Rafael Viana/SCS-FFLCH-USP
Jobson Arruda afirma que Brasil se transformou em ‘colônia informal da Inglaterra’
Portugal mantinha, então, relações de neutralidade com a Inglaterra e com a França, o que beneficiava a corte real por ambos os lados.
“O que convinha a Portugal? Aderir à França e perder o comércio todo que tinha com a Inglaterra? Aderir à Inglaterra e perder todo o comércio que tinha com a França?”, pergunta o historiador. “Não, a Portugal não interessava nenhuma das duas coisas, mas sim manter uma neutralidade fictícia, porque não era neutro quem levava produtos da colônia e abastecia os países da Europa. O príncipe-regente Dom João era a essa altura o maior trader da Europa, à medida que fazia comércio com todos os países envolvidos no conflito.”
À Inglaterra, em contraponto, interessava forçar Portugal a romper a neutralidade e se tornar aliado declarado. “Qual era o problema de Portugal? Se fizesse isso, a França invadia, como de fato acabou invadindo”, diz.
Com a Convenção Secreta, a família real portuguesa se transferiu para o Brasil, em 1808, elevando a colônia à condição de reino unido a Portugal e Algarves. “Para a Inglaterra abrir mercado, se tornou fundamental abrir os portos no Brasil. Como faz isso? Levando a família real para que ela abra os portos e a Inglaterra possa colocar lá suas mercadorias”. Com os portos abertos no Brasil, afirma, a indústria têxtil entrou em colapso em Portugal.
“A colônia, em termos econômicos, não está em crise, está em franco desenvolvimento, resulta da diversificação da sua exportação agropastoril. Não é uma conjuntura de depressão econômica, é de prosperidade”, observa.
“Nesse momento, o Brasil virou um reino mais importante que o reino que estava em Portugal, porque se tornou sede do império”, conclui Arruda. “A presença da família real transformou o Rio de Janeiro na capital do novo império americano, assumido pelo príncipe-regente Dom João, mas planejado fora do Brasil, pelos britânicos.”
Todo esse contexto foi determinante para a continuidade do sistema escravista até 1888 no Brasil.

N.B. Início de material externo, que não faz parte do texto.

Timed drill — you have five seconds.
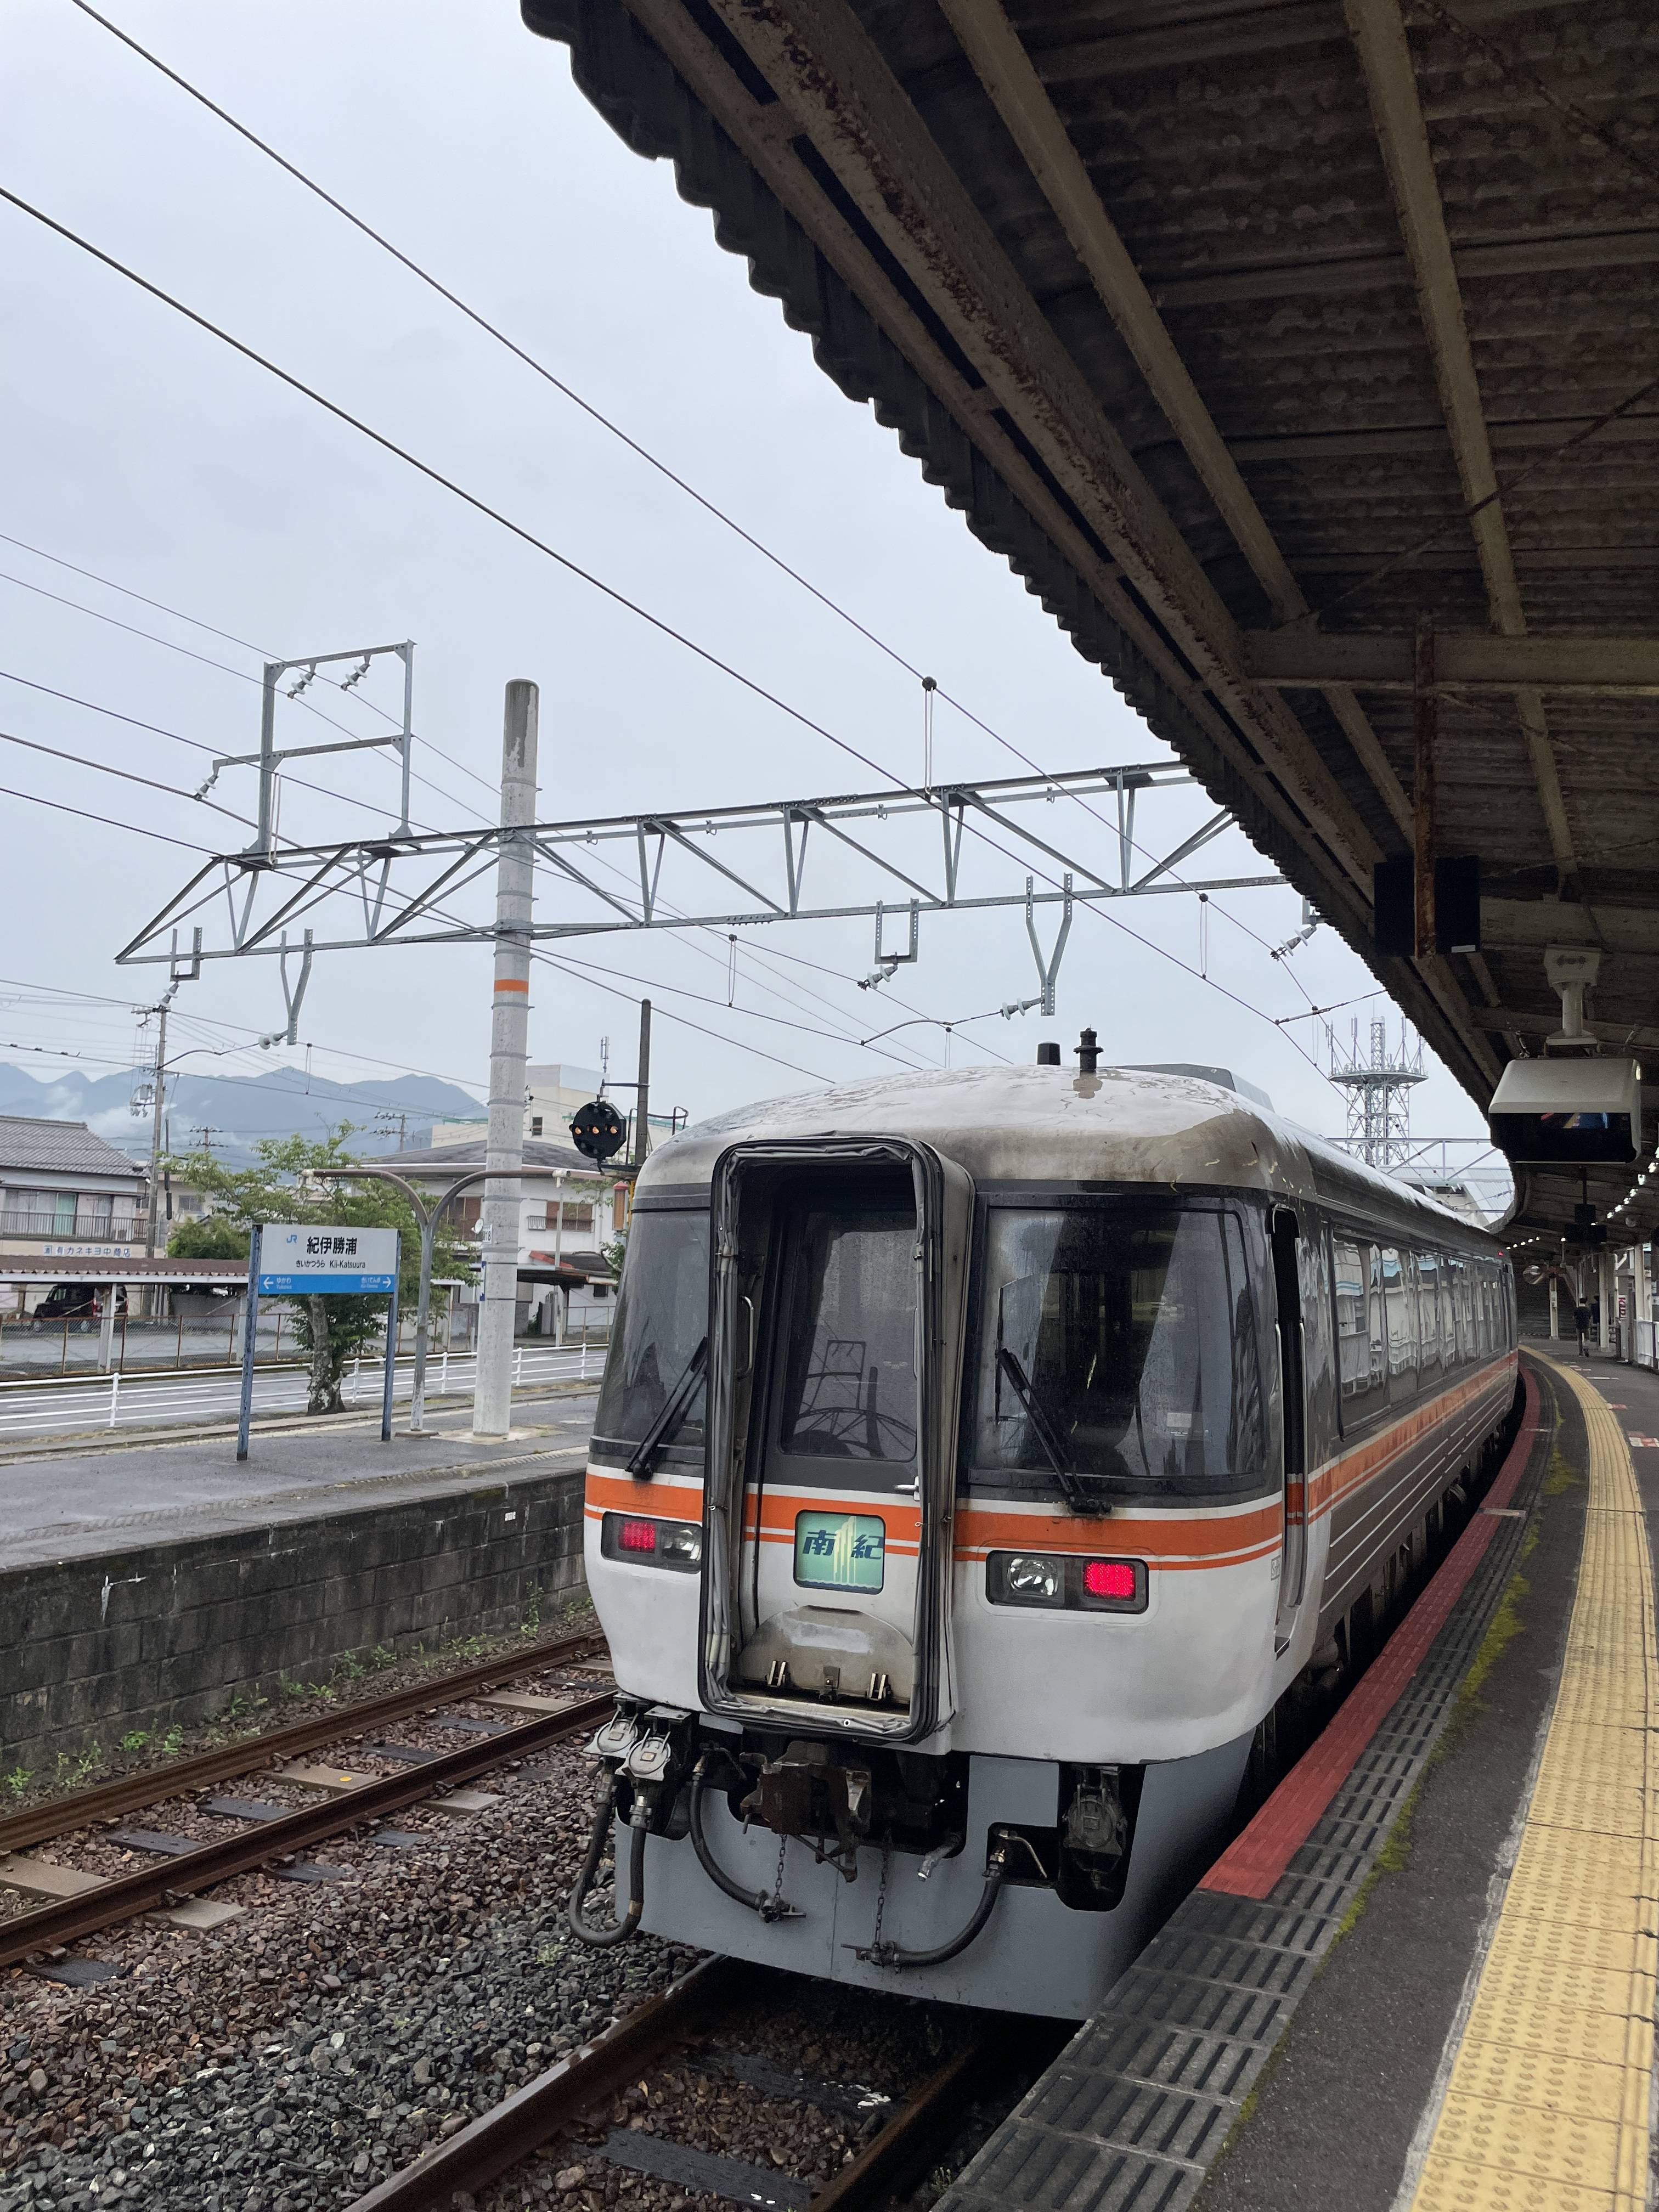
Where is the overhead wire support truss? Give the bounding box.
[115,761,1283,970]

“Dom João se sentia constrangido, porque não lhe agradava a escravidão, mas não podia fazer nada nesse momento. A população livre teve uma força muito importante, infelizmente pouco conhecida, no movimento da Independência. Essa é uma dívida que a historiografia ainda tem para com esses estratos ditos baixos da sociedade”, afirma Jobson Arruda. Silenciosamente, os ingleses sustentavam a permanência escravista: “Apoiavam, porque sabiam que se aqui se extinguisse a escravidão de uma hora para outra haveria um colapso, e haveria um rebote na Inglaterra”.